The Investment Simulation Spreadsheet is a simulation of saving and investing for retirement. It shows how much you can accumulate in a tax-deferred retirement account (e.g. an IRA or 401k account) over a 35-year period by saving a certain amount each year and investing it in a combination of fixed-interest or variable (equity) instruments.
The Income Simulation Spreadsheet shows how much income you can withdraw from a retirement account (e.g. an IRA or 401k account) that is invested it in a combination of fixed-interest or variable (equity) instruments.
Both of the simulations use a random-number generator to simulate the fluctuation (volatility) in the investment returns of equities (stocks and stock mutual funds). Most spreadsheets have only a uniformly-distributed random number function (RAND) and not a normally-distributed random number function like a haystack curve, but it's much more realistic to simulate deviations that are normally distributed, because normal distributions have more small deviations that are close to the mean and few deviations that are far from the mean. In terms of investments, small losses and gains are much more common that large ones. So these spreadsheets make use of the Central Limit Theorem to create approximately normally distributed random numbers by combining several RAND functions.

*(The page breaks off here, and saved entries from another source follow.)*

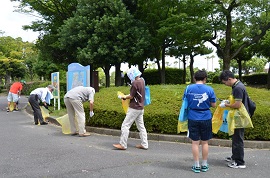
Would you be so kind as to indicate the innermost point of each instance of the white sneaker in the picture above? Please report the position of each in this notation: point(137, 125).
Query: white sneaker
point(235, 165)
point(229, 159)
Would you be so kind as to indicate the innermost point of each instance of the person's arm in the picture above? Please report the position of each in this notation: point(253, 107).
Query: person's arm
point(213, 104)
point(91, 105)
point(235, 105)
point(43, 96)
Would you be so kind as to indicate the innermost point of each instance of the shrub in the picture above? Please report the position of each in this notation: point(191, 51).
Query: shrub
point(162, 114)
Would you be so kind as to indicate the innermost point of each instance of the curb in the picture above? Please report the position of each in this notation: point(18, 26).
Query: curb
point(162, 137)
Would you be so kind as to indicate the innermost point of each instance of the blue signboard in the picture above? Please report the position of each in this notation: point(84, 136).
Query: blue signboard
point(78, 75)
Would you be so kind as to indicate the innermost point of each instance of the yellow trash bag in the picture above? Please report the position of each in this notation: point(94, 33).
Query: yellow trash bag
point(64, 122)
point(125, 103)
point(11, 107)
point(45, 112)
point(182, 126)
point(217, 119)
point(238, 118)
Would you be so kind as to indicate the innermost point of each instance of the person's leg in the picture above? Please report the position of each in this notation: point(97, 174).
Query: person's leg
point(205, 149)
point(238, 146)
point(9, 98)
point(206, 134)
point(15, 100)
point(79, 112)
point(142, 131)
point(128, 121)
point(71, 115)
point(195, 151)
point(35, 106)
point(193, 127)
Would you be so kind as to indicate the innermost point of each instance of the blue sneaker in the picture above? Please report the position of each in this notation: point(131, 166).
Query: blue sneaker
point(196, 169)
point(205, 168)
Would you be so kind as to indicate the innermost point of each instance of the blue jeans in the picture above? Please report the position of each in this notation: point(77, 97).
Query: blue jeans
point(238, 146)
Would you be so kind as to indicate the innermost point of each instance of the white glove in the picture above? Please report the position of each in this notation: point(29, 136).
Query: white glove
point(222, 105)
point(226, 101)
point(91, 113)
point(223, 102)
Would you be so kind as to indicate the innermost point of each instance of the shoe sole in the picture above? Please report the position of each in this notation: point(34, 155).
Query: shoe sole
point(141, 147)
point(118, 147)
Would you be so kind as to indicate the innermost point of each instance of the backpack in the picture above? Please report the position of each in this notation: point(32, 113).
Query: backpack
point(147, 98)
point(251, 106)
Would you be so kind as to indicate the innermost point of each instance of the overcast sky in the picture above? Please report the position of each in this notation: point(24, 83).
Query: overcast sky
point(11, 22)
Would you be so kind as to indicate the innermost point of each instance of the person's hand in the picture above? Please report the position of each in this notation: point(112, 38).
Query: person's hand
point(226, 101)
point(223, 103)
point(91, 113)
point(46, 106)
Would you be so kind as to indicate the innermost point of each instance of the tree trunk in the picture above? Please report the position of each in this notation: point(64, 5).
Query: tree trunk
point(107, 75)
point(7, 80)
point(185, 69)
point(163, 66)
point(268, 78)
point(191, 69)
point(240, 69)
point(117, 75)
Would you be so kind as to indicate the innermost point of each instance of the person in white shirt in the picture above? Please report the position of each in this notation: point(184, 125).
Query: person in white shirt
point(40, 94)
point(74, 100)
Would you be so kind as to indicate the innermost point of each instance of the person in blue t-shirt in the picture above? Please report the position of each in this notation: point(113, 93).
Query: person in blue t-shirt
point(200, 98)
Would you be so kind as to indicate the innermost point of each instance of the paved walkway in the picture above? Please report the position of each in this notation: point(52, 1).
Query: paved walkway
point(158, 137)
point(29, 150)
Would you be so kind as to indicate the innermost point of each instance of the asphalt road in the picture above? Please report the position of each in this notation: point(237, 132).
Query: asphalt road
point(28, 150)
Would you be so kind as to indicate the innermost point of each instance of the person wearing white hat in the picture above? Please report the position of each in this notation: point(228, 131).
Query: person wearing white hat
point(74, 100)
point(40, 94)
point(135, 111)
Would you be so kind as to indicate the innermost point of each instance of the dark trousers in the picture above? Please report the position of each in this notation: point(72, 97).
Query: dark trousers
point(34, 102)
point(238, 146)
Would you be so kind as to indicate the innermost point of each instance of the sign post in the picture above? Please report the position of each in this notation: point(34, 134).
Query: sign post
point(56, 92)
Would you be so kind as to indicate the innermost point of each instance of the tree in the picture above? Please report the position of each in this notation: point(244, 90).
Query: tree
point(103, 34)
point(263, 49)
point(52, 14)
point(11, 58)
point(246, 21)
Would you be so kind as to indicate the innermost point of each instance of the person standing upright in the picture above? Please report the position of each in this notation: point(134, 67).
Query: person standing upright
point(240, 96)
point(135, 111)
point(200, 98)
point(14, 94)
point(74, 100)
point(38, 95)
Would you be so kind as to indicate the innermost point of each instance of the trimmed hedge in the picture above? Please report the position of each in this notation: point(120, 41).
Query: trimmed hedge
point(162, 114)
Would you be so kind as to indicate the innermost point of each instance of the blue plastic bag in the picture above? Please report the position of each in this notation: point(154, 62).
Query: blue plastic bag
point(147, 99)
point(224, 126)
point(183, 115)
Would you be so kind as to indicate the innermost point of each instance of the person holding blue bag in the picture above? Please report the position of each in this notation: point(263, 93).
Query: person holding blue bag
point(135, 110)
point(200, 98)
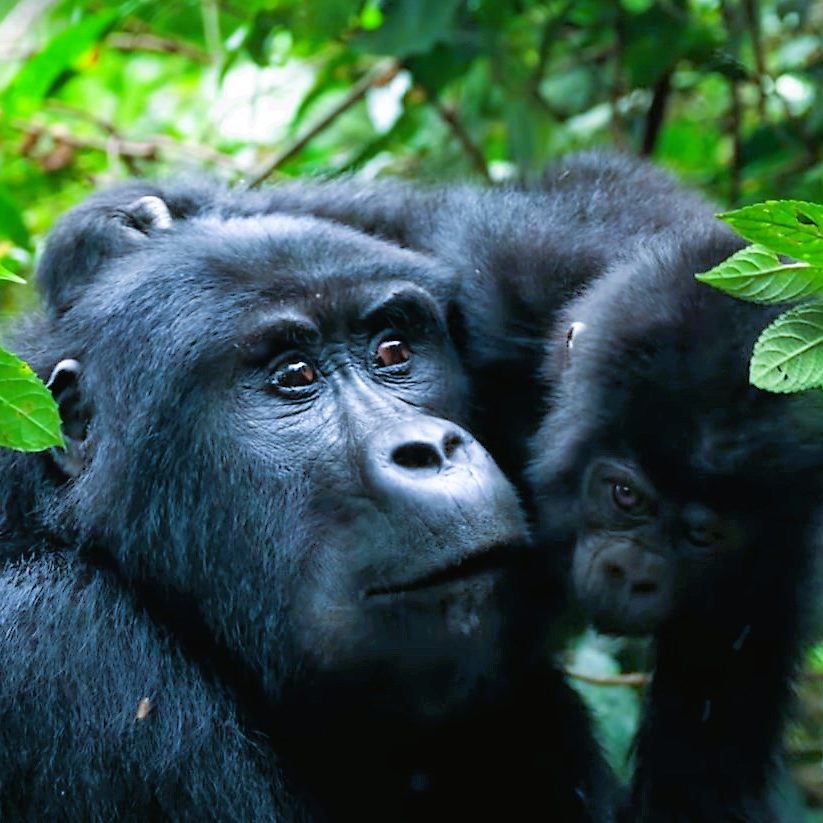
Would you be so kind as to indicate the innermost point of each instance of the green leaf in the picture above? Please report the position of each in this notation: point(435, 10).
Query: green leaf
point(411, 27)
point(757, 275)
point(11, 221)
point(791, 227)
point(5, 274)
point(42, 73)
point(29, 418)
point(788, 355)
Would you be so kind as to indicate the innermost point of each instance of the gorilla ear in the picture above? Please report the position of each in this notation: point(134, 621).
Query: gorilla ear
point(575, 330)
point(108, 226)
point(65, 389)
point(146, 214)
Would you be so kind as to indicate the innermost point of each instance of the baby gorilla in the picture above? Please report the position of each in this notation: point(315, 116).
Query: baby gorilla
point(270, 576)
point(696, 502)
point(693, 499)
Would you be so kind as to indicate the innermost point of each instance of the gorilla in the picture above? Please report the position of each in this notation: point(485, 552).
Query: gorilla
point(613, 388)
point(694, 501)
point(271, 576)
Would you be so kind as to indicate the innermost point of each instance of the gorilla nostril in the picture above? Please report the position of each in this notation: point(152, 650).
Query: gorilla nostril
point(451, 443)
point(614, 572)
point(417, 456)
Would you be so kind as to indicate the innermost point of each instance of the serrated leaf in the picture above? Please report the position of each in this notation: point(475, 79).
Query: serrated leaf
point(5, 274)
point(29, 418)
point(757, 275)
point(790, 227)
point(788, 355)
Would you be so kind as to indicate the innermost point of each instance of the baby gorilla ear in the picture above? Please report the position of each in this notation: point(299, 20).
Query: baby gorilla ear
point(74, 413)
point(108, 226)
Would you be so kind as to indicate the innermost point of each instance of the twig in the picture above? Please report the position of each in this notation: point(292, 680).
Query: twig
point(378, 76)
point(735, 110)
point(121, 147)
point(449, 117)
point(751, 12)
point(617, 80)
point(656, 113)
point(547, 39)
point(635, 680)
point(123, 41)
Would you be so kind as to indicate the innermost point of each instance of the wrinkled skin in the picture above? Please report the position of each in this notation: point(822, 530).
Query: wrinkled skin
point(694, 503)
point(271, 576)
point(613, 389)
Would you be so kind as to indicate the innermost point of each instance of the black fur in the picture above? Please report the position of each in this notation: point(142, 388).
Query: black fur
point(244, 595)
point(659, 381)
point(658, 376)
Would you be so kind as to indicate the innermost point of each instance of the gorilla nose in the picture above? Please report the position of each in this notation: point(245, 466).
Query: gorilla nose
point(631, 570)
point(434, 471)
point(429, 454)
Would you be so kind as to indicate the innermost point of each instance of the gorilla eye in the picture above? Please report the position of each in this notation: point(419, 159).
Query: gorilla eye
point(626, 497)
point(392, 353)
point(295, 374)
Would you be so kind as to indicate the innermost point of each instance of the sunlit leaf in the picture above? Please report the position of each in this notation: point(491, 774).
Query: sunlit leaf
point(10, 276)
point(788, 356)
point(39, 75)
point(29, 419)
point(757, 275)
point(791, 227)
point(411, 27)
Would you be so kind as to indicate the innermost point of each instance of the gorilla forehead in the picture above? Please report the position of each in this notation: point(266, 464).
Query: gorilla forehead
point(327, 271)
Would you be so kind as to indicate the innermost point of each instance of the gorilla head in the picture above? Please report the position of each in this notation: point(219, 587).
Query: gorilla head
point(685, 478)
point(264, 432)
point(270, 562)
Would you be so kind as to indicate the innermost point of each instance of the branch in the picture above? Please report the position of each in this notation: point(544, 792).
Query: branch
point(449, 116)
point(117, 146)
point(617, 81)
point(123, 41)
point(378, 76)
point(751, 12)
point(735, 111)
point(635, 680)
point(547, 40)
point(656, 113)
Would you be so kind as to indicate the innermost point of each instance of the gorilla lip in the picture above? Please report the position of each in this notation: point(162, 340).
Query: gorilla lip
point(494, 558)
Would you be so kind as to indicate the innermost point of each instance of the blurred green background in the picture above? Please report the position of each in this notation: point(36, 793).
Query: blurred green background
point(729, 95)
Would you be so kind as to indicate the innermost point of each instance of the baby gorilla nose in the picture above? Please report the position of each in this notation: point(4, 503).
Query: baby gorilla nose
point(629, 570)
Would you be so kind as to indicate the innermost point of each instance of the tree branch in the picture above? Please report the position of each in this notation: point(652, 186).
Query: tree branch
point(123, 41)
point(656, 113)
point(634, 680)
point(379, 75)
point(449, 117)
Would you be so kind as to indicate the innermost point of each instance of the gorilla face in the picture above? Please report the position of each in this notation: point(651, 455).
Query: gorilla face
point(268, 446)
point(641, 555)
point(676, 478)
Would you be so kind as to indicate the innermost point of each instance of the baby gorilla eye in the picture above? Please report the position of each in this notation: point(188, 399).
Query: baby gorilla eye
point(626, 497)
point(294, 374)
point(391, 352)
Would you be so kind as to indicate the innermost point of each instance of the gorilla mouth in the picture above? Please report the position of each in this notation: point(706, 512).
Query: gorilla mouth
point(493, 559)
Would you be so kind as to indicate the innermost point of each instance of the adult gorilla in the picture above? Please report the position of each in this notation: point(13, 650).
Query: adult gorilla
point(270, 577)
point(692, 499)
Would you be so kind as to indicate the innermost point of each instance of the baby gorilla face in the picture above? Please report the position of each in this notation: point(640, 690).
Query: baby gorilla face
point(640, 556)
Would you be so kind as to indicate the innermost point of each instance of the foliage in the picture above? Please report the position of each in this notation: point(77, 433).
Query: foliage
point(788, 355)
point(729, 95)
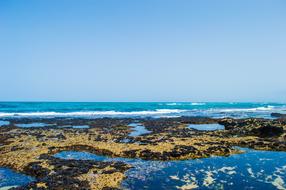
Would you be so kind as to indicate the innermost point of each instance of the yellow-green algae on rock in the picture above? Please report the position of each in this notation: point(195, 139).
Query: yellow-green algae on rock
point(30, 150)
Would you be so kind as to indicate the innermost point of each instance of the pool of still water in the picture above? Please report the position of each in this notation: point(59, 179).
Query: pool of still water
point(250, 170)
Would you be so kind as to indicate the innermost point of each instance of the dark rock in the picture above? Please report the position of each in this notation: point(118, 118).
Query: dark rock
point(269, 131)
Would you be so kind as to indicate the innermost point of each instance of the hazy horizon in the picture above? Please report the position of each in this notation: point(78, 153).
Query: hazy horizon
point(143, 51)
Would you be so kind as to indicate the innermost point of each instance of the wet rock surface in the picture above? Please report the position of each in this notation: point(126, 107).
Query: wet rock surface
point(30, 150)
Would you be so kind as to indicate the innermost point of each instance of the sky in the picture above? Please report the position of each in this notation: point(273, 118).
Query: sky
point(143, 50)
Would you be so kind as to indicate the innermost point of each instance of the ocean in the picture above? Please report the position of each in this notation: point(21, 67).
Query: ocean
point(140, 109)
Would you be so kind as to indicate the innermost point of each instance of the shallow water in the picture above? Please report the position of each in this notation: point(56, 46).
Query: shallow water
point(206, 127)
point(9, 178)
point(32, 125)
point(2, 123)
point(138, 129)
point(251, 170)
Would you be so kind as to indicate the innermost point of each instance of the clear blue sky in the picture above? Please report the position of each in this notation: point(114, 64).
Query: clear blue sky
point(143, 50)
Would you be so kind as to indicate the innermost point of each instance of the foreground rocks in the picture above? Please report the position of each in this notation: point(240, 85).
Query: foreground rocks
point(31, 150)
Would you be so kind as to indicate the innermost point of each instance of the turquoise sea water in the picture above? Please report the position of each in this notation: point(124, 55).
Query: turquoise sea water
point(139, 109)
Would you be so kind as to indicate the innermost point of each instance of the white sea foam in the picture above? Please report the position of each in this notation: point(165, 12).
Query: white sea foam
point(267, 108)
point(91, 113)
point(198, 104)
point(173, 104)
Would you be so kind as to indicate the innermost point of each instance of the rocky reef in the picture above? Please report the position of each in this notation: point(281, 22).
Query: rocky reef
point(31, 150)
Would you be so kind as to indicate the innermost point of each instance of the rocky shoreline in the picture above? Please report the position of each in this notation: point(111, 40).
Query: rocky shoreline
point(30, 150)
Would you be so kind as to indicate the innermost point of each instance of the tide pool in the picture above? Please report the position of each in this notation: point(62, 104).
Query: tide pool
point(250, 170)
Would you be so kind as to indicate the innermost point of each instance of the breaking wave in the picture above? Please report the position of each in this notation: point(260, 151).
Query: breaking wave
point(92, 113)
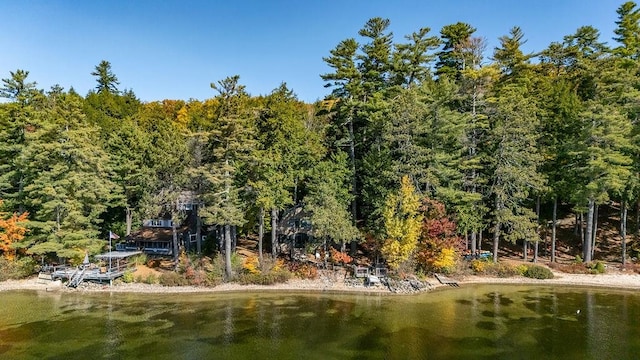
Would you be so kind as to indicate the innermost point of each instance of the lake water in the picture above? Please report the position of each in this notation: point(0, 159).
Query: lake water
point(473, 322)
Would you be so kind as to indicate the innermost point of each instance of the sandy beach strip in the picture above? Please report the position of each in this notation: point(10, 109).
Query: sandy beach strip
point(617, 280)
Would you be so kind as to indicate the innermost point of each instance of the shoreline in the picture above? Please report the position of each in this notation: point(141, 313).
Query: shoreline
point(620, 281)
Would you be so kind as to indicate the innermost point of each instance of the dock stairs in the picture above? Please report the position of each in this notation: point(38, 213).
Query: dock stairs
point(77, 277)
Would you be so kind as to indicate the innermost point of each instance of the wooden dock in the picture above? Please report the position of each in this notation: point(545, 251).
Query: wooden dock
point(445, 280)
point(116, 265)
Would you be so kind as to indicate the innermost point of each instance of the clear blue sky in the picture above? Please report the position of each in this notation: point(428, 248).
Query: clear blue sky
point(175, 49)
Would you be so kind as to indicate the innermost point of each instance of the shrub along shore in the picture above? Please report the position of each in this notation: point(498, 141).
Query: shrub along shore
point(618, 280)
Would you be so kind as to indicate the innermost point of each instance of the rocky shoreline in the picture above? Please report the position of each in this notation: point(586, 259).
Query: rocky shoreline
point(617, 280)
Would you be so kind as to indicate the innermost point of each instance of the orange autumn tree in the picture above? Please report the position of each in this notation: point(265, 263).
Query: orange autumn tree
point(439, 246)
point(12, 230)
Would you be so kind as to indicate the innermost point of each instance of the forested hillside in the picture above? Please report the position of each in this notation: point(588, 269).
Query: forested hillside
point(422, 140)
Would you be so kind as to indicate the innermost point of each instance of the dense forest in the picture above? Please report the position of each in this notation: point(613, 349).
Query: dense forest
point(420, 142)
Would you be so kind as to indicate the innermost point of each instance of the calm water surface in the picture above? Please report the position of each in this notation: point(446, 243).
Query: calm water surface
point(474, 322)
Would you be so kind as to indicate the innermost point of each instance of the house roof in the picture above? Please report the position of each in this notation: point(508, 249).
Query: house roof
point(152, 234)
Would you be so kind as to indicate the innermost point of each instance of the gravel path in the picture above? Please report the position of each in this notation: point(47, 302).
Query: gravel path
point(618, 280)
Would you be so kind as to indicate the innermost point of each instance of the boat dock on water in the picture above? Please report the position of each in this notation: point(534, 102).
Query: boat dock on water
point(116, 263)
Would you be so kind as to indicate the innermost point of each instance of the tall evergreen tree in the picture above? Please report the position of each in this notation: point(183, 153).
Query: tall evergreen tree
point(514, 164)
point(231, 142)
point(107, 80)
point(16, 118)
point(67, 182)
point(450, 59)
point(628, 31)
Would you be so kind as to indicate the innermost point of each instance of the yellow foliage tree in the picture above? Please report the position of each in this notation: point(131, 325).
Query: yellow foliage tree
point(11, 230)
point(402, 224)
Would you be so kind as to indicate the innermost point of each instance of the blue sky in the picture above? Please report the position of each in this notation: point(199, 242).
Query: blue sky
point(175, 49)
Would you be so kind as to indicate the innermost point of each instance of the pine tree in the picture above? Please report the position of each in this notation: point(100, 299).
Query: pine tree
point(230, 144)
point(67, 182)
point(514, 165)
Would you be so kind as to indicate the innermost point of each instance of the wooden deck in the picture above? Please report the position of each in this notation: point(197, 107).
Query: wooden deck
point(116, 266)
point(445, 280)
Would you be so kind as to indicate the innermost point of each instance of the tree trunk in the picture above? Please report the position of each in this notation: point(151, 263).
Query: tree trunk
point(174, 230)
point(595, 230)
point(582, 227)
point(274, 234)
point(260, 233)
point(638, 218)
point(496, 238)
point(537, 243)
point(473, 243)
point(352, 155)
point(198, 231)
point(586, 242)
point(234, 238)
point(227, 252)
point(623, 231)
point(128, 219)
point(553, 230)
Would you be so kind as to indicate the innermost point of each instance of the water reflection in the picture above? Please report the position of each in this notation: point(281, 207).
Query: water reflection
point(469, 322)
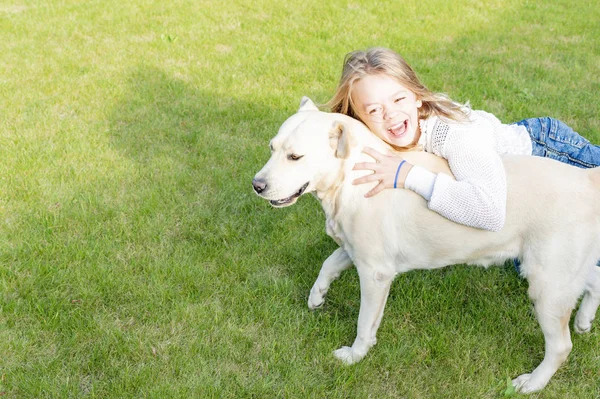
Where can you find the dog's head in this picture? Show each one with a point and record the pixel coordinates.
(306, 153)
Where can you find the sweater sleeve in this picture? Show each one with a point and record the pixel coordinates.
(477, 198)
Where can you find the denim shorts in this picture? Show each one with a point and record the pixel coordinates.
(552, 138)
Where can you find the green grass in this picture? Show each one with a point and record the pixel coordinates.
(135, 261)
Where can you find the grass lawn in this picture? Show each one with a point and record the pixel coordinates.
(135, 261)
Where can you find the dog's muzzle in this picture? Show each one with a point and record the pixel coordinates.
(260, 186)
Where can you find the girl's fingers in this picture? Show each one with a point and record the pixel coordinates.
(380, 187)
(365, 166)
(365, 179)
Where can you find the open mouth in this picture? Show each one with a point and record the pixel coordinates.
(291, 199)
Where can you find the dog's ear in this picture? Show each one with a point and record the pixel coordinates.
(341, 140)
(306, 104)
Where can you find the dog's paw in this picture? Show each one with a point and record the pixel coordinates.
(582, 327)
(347, 355)
(525, 384)
(583, 323)
(316, 299)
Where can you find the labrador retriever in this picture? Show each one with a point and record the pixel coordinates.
(552, 226)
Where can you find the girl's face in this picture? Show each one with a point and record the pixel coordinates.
(389, 109)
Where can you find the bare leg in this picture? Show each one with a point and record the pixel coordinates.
(333, 266)
(589, 303)
(374, 290)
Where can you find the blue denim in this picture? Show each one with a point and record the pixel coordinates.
(552, 138)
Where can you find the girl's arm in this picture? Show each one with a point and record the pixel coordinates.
(477, 198)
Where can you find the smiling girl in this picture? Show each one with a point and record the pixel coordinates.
(380, 89)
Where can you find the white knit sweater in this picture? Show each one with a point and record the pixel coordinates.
(477, 197)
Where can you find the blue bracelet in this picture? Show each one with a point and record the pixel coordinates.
(397, 172)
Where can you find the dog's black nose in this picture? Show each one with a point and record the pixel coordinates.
(259, 185)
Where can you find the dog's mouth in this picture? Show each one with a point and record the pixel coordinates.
(291, 199)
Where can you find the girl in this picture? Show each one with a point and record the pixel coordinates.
(380, 89)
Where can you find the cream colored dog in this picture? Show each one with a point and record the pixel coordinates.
(552, 225)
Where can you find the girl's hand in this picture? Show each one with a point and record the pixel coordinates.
(384, 171)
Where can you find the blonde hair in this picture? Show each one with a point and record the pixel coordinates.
(379, 60)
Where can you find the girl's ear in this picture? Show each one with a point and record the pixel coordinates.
(341, 140)
(306, 104)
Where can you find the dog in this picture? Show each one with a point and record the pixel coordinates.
(552, 225)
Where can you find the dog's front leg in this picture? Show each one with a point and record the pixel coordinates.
(374, 291)
(333, 266)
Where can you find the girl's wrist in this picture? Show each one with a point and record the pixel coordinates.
(402, 173)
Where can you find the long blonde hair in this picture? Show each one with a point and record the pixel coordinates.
(379, 60)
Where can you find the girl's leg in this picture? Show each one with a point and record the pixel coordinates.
(552, 138)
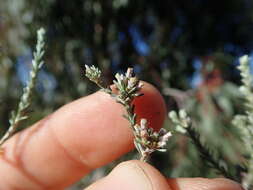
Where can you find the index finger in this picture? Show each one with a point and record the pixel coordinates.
(77, 138)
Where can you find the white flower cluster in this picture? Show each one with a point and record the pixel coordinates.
(147, 140)
(93, 73)
(128, 87)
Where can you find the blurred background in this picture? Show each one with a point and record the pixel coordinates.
(188, 49)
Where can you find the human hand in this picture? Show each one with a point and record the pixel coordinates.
(84, 135)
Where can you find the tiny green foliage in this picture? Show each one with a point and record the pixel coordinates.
(25, 100)
(245, 122)
(128, 87)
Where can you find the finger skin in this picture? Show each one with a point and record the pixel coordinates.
(203, 184)
(132, 175)
(136, 175)
(68, 144)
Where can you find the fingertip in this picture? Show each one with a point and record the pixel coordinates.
(152, 106)
(134, 175)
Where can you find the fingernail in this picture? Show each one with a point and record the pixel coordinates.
(132, 176)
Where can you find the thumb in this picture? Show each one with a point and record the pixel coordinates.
(134, 175)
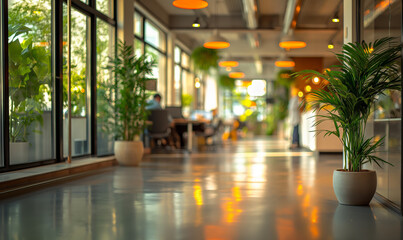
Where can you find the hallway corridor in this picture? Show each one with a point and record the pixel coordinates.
(251, 189)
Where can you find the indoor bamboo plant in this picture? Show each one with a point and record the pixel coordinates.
(126, 109)
(365, 72)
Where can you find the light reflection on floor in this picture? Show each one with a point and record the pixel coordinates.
(248, 190)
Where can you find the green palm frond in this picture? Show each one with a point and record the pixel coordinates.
(365, 72)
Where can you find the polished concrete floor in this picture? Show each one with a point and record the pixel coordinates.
(252, 189)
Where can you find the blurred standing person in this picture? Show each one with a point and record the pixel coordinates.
(295, 118)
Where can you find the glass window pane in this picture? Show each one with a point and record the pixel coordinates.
(138, 25)
(30, 81)
(177, 55)
(80, 76)
(106, 7)
(105, 50)
(159, 72)
(138, 47)
(154, 36)
(177, 86)
(381, 22)
(185, 60)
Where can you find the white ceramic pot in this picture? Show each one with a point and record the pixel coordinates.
(129, 153)
(19, 152)
(354, 188)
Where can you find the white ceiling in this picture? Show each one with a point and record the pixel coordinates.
(314, 26)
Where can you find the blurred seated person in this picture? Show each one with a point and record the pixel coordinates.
(154, 103)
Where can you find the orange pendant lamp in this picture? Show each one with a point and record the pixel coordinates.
(228, 64)
(236, 75)
(190, 4)
(284, 61)
(290, 42)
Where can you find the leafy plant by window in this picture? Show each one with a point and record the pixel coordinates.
(366, 71)
(126, 113)
(29, 66)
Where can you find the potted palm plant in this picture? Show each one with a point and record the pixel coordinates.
(29, 80)
(126, 113)
(365, 72)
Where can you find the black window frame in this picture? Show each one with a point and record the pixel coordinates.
(57, 79)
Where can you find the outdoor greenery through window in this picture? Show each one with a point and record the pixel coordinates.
(80, 76)
(106, 7)
(154, 36)
(105, 51)
(378, 21)
(30, 82)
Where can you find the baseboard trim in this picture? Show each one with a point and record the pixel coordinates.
(388, 204)
(25, 184)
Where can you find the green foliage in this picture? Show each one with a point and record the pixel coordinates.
(187, 99)
(29, 80)
(226, 82)
(366, 71)
(285, 78)
(125, 111)
(205, 58)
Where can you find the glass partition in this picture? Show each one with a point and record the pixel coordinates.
(383, 19)
(80, 76)
(154, 36)
(30, 81)
(138, 25)
(105, 50)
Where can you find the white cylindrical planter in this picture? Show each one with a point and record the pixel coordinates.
(354, 188)
(19, 152)
(129, 153)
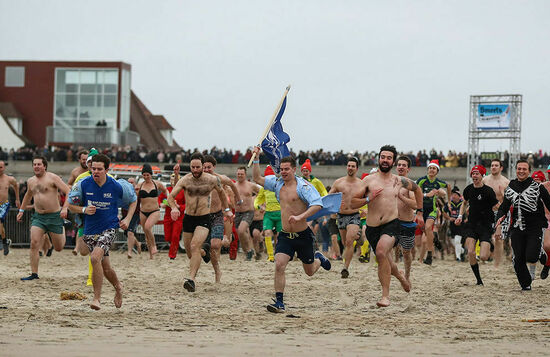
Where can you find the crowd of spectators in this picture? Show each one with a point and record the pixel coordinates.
(317, 157)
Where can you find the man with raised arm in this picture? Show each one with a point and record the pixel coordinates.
(48, 215)
(299, 200)
(5, 183)
(196, 223)
(381, 193)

The RAND() function produces random numbers with the range
of zero to 1.0; it can never produce a number greater than 1.00.
As a result, rand()-rand() produces numbers with a mean of zero
and with a maximum range of values from -1.00 to +1.00 and never
greater, no matter how many times you try.
However, the actual observed range of random variables in the
real world is described by a "Gaussian" or "Haystack" curve,
which has a progressively lower probability of producing a
number far from the average. So, for that reason, the
formulations rand()-rand()+rand()-rand(), or even rand()-rand()+rand()-rand()+rand()-rand(),
are more realistic, allowing for a small but non-zero
probability of generating occasional results that are very far
from the norm.
The standard deviation of rand(1,1000) is about
0.28
The standard deviation of rand(1,1000)-rand(1,1000) is
about 0.41.
The standard deviation of std(rand(1,1000)-rand(1,1000)+rand(1,1000)-rand(1,1000))
is about 0.57.
The last one, which has 4 "RAND"s, is the best because it allows
for the occasional large deviation (market crash or bubble).
In order to add a known amount of variation to a simulation (of
stock market gains and losses, for example) you need to consider
how variation is measured. Most commonly. this is by
calculating the standard deviation. So, to add a known standard
deviation of variation to a number, such as a stock price or
portfolio balance. you can write:
RealPrice = AveragePrice + DesiredStandardDeviation *
rand(1,1000)-rand(1,1000)+rand(1,1000)-rand(1,1000))
But this won't work out quantitatively, because the standard
deviation of the RAND expression is not 1.000. To fix
that. you just divide by 0.57, and 1/0.57 is 1.7544, which
I rounded up to 0.8 in my spreadsheet.